Client Question:
My husband and I have been married for 25 years and we are amicably talking about divorcing. We both work and have two children who have grown up and left home. I always worked, though for some years when the children were young I worked part time. I have my own pension but it is a lot smaller than my husband’s. Would I be entitled to some of his pension and if so, would this amount be affected if he married someone else before he claimed his pension?
Brookman’s Answer:
Pensions are important. I handled the leading case which first established the general rules about pension division. First, yes you are entitled to a fair share of your husband’s pension. Until less than 20 years ago, women in your position were seriously disadvantaged by being unable to obtain a pension share. Then the law was changed so that now some or all of one partner’s pension rights can be transferred into the name of the other. However, many people get confused about how to value this.
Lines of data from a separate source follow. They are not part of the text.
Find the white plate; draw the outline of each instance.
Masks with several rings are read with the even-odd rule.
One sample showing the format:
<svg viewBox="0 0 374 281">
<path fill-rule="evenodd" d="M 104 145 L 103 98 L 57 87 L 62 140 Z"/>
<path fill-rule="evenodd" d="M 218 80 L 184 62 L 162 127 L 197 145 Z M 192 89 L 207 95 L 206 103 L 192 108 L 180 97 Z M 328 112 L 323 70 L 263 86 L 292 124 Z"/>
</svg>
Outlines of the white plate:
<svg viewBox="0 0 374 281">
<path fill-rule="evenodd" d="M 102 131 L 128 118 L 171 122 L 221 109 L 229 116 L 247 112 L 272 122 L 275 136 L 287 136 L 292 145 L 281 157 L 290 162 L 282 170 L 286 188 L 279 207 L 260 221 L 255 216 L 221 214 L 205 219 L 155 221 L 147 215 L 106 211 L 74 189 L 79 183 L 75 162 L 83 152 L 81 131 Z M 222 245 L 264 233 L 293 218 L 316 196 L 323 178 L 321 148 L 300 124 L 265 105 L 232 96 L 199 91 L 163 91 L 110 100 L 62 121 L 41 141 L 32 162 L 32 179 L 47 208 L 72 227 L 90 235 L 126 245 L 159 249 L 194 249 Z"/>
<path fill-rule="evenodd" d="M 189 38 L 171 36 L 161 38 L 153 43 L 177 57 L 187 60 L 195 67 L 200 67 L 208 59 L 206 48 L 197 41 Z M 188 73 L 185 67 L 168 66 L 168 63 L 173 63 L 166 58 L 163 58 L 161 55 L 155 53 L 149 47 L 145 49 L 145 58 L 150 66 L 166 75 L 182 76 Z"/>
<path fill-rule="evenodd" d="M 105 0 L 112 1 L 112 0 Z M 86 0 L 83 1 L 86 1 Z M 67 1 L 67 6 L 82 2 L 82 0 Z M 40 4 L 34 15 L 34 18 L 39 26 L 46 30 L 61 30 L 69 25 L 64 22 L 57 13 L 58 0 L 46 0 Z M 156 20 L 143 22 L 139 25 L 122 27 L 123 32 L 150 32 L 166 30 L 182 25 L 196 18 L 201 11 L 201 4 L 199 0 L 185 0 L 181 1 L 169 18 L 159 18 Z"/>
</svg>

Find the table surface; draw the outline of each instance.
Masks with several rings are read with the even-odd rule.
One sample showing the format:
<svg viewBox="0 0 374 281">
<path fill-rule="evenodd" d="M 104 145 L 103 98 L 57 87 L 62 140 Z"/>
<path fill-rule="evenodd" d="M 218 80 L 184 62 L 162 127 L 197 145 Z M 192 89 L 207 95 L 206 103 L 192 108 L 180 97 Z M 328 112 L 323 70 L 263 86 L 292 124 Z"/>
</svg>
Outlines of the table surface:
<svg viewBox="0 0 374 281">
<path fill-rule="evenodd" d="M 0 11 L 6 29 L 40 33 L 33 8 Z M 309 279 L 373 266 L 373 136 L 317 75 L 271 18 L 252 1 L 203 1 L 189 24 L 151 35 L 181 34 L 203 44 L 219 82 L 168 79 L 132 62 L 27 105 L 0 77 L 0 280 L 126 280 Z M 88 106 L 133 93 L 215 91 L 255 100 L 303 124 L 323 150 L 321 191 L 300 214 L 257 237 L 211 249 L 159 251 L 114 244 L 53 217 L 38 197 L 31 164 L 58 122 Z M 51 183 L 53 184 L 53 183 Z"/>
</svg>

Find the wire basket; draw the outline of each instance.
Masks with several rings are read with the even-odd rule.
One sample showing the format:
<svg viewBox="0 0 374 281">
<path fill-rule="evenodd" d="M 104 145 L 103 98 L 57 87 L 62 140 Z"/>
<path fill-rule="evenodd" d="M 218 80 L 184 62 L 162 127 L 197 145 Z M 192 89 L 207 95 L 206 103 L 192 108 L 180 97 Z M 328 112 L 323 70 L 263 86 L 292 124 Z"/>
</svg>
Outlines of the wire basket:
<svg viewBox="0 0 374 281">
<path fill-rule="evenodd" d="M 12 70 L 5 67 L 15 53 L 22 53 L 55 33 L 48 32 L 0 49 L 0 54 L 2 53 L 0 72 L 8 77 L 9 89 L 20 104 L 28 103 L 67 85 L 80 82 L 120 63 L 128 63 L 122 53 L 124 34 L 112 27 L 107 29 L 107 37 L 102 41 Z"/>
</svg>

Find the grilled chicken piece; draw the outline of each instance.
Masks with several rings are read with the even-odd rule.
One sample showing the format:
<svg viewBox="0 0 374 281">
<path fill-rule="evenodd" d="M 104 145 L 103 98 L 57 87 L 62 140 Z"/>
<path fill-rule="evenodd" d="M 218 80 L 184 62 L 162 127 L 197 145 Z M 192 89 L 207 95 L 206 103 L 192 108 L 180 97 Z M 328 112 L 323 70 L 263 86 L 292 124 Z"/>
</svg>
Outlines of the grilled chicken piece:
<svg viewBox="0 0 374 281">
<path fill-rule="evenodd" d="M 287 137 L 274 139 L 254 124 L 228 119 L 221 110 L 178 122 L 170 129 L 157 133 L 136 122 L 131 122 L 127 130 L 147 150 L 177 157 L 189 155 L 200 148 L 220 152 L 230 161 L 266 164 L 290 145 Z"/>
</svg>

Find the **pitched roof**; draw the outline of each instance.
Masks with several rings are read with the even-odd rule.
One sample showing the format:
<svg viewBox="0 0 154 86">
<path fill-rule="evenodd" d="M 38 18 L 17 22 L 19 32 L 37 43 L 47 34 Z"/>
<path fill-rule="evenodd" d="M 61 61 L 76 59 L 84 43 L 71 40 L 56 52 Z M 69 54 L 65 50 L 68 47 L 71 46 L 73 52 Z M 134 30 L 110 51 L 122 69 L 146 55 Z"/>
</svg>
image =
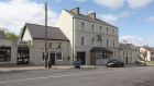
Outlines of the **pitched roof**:
<svg viewBox="0 0 154 86">
<path fill-rule="evenodd" d="M 105 24 L 105 25 L 108 25 L 108 26 L 112 26 L 112 27 L 118 28 L 117 26 L 111 25 L 111 24 L 109 24 L 109 23 L 107 23 L 105 21 L 101 21 L 99 19 L 92 19 L 92 17 L 89 17 L 89 16 L 84 15 L 84 14 L 76 14 L 76 13 L 74 13 L 72 11 L 68 11 L 68 10 L 65 10 L 65 11 L 68 12 L 70 15 L 73 15 L 76 19 L 87 20 L 87 21 L 91 21 L 91 22 L 96 22 L 96 23 L 100 23 L 100 24 Z"/>
<path fill-rule="evenodd" d="M 6 39 L 4 32 L 0 30 L 0 39 Z"/>
<path fill-rule="evenodd" d="M 23 28 L 21 38 L 23 37 L 25 28 L 29 29 L 33 39 L 45 38 L 45 26 L 43 25 L 26 23 Z M 52 26 L 47 26 L 47 39 L 48 40 L 68 40 L 68 38 L 64 35 L 64 33 L 58 27 L 52 27 Z"/>
<path fill-rule="evenodd" d="M 146 50 L 148 50 L 148 51 L 154 52 L 154 47 L 144 46 L 143 48 L 146 49 Z"/>
<path fill-rule="evenodd" d="M 120 49 L 139 49 L 138 47 L 135 47 L 134 45 L 132 44 L 119 44 L 119 48 Z"/>
</svg>

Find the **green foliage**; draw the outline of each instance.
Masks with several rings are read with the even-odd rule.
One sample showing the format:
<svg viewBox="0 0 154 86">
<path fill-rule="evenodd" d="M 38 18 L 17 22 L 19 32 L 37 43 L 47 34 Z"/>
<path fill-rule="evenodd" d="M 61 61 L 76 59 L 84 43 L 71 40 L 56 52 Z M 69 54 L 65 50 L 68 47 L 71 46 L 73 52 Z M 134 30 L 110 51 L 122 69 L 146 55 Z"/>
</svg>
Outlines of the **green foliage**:
<svg viewBox="0 0 154 86">
<path fill-rule="evenodd" d="M 14 33 L 7 32 L 4 34 L 6 34 L 6 38 L 9 39 L 9 40 L 18 40 L 19 39 L 19 36 L 15 35 Z"/>
</svg>

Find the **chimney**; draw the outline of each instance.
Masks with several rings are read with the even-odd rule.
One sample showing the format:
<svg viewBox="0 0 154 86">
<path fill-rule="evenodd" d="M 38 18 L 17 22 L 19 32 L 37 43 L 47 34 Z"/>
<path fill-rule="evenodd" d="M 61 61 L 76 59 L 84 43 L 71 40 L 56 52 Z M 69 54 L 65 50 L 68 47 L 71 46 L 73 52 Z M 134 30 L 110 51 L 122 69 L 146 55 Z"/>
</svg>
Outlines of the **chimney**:
<svg viewBox="0 0 154 86">
<path fill-rule="evenodd" d="M 70 10 L 72 12 L 74 12 L 75 14 L 79 14 L 79 8 L 75 8 L 73 10 Z"/>
<path fill-rule="evenodd" d="M 87 16 L 89 16 L 89 17 L 91 17 L 91 19 L 96 19 L 96 13 L 95 13 L 95 12 L 88 13 Z"/>
</svg>

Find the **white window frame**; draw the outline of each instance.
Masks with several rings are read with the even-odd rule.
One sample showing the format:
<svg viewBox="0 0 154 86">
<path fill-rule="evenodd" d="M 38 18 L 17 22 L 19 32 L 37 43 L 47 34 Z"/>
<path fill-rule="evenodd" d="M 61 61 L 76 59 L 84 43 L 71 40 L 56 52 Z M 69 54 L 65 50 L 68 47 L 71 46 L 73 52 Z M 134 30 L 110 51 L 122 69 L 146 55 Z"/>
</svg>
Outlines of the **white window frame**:
<svg viewBox="0 0 154 86">
<path fill-rule="evenodd" d="M 61 60 L 57 60 L 57 53 L 61 53 Z M 55 52 L 55 60 L 56 61 L 63 61 L 63 52 L 61 52 L 61 51 L 57 51 L 57 52 Z"/>
</svg>

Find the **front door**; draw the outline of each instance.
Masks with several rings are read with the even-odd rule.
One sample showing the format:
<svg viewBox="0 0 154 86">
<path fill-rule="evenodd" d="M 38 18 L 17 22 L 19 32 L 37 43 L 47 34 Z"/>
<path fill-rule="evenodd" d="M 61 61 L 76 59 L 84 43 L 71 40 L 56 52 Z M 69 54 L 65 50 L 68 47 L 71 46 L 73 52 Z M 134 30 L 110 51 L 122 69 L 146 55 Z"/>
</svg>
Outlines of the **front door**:
<svg viewBox="0 0 154 86">
<path fill-rule="evenodd" d="M 50 53 L 50 60 L 52 64 L 55 64 L 55 52 Z"/>
<path fill-rule="evenodd" d="M 86 52 L 77 52 L 77 59 L 81 61 L 81 64 L 86 64 Z"/>
<path fill-rule="evenodd" d="M 29 64 L 30 62 L 30 48 L 18 47 L 18 64 Z"/>
</svg>

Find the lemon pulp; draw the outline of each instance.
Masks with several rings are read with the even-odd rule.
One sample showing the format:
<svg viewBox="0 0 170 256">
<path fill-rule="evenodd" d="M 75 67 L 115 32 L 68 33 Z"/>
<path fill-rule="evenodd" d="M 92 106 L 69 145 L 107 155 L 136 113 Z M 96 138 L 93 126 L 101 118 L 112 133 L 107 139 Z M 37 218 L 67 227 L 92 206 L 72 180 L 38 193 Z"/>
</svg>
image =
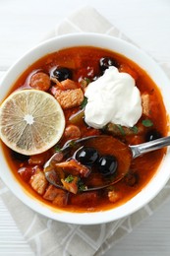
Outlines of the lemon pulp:
<svg viewBox="0 0 170 256">
<path fill-rule="evenodd" d="M 57 99 L 38 90 L 21 90 L 0 106 L 0 138 L 12 150 L 36 155 L 61 138 L 65 117 Z"/>
</svg>

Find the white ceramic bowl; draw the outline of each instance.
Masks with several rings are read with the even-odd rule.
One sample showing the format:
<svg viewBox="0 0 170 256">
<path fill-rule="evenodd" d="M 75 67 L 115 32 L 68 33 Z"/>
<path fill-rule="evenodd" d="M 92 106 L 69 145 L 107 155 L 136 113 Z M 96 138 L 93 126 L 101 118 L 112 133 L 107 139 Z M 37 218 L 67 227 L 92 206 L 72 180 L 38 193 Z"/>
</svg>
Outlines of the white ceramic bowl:
<svg viewBox="0 0 170 256">
<path fill-rule="evenodd" d="M 26 53 L 10 70 L 6 73 L 0 85 L 0 102 L 6 96 L 9 89 L 19 76 L 34 61 L 46 55 L 47 53 L 57 51 L 62 48 L 81 45 L 93 45 L 121 53 L 139 64 L 152 78 L 155 84 L 160 88 L 167 114 L 170 114 L 170 83 L 160 69 L 160 67 L 144 52 L 136 46 L 113 36 L 95 34 L 95 33 L 77 33 L 63 35 L 47 40 L 28 53 Z M 2 148 L 0 150 L 0 176 L 12 192 L 23 201 L 24 204 L 30 207 L 35 212 L 44 215 L 53 220 L 64 223 L 95 224 L 108 223 L 126 217 L 137 210 L 141 209 L 163 188 L 170 177 L 170 152 L 167 154 L 158 168 L 154 177 L 150 182 L 134 198 L 127 203 L 104 212 L 98 213 L 70 213 L 64 211 L 54 211 L 52 208 L 33 198 L 31 194 L 26 191 L 14 177 L 8 166 L 6 159 L 3 155 Z"/>
</svg>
What my leading case established (Martin-Dye v. Martin-Dye judgment of the Court of Appeal) was that although a pension is given a “cash transfer value”, it is not the same as a here and now asset. The cash transfer value is an actuarial calculation which tells a pension provider company what asset reserve it needs to hold against the likely further liability that it will be carrying by contracting to provide that pension. The pension holder does not have the right to any of that reserve. The pension holder has a contractual right to a stream of income (taxable) starting at retirement age and ceasing on death. Apart from the possibility of withdrawing the tax free allowance, the only asset that ever accrues to the pension holder is the stream of income, which most people would not really regard as an asset. (Unless under the new rules, the holder opts to take entire sums at the cost of the full taxation hit.)
That is why pension sharing is generally calculated by adding both sets of cash transfer values to look at the overall actuarial figure, and then looking at the percentage that needs to move from one partner to the other to achieve the desired outcome. Generally the desired outcome is that both should have the same income in retirement. However whether that is the desired outcome depends on age, the different life expectancies between men and women, how close each is to retirement and many other variables.